Einmal hattest du Glück, sagte Jay und deutete auf sich.
Als der Brief kam, mähte Jay gerade den Rasen vor ihrem Weißen Haus. Der Himmel war dunkelblau und wolkenlos, die Garageneinfahrt schimmerte. Er hatte den heißen Asphalt abgespritzt; in drei Tagen würde er wieder die Uniform anziehen und Streife fahren. Jay schwitzte, sein weißes Unterhemd war nass, Grashalme klebten auf seinen Armen, der Brust und im Gesicht. Er fragte sich, wie viel ein Swimmingpool kostete.

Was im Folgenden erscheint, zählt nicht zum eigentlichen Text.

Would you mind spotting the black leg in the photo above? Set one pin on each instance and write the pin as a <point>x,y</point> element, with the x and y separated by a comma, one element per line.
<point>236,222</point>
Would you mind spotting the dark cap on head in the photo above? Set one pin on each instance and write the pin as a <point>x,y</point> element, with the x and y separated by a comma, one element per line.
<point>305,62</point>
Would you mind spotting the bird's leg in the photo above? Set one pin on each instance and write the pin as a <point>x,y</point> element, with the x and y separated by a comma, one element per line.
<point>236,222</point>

Jim war davongebraust, Lucy auf der Straße stehen geblieben. Sie hatte ein dünnes rotes Tuch um ihren Körper geschlungen, darunter trug sie einen getigerten Bikini, in dem sie bei Sonnenschein stundenlang auf einer Liege im Garten hinter dem Haus brutzelte. Sie war so braun, dass Jay sie bisweilen fragte, ob sie tatsächlich weiß sei. Er warnte sie eindringlich vor Hautkrebs, sie wischte seine Bedenken ein ums andere Mal milde lächelnd beiseite. Neben dem Briefkasten riss sie einen Umschlag auf, faltete das Papier auseinander, überflog die Zeilen und – erstarrte.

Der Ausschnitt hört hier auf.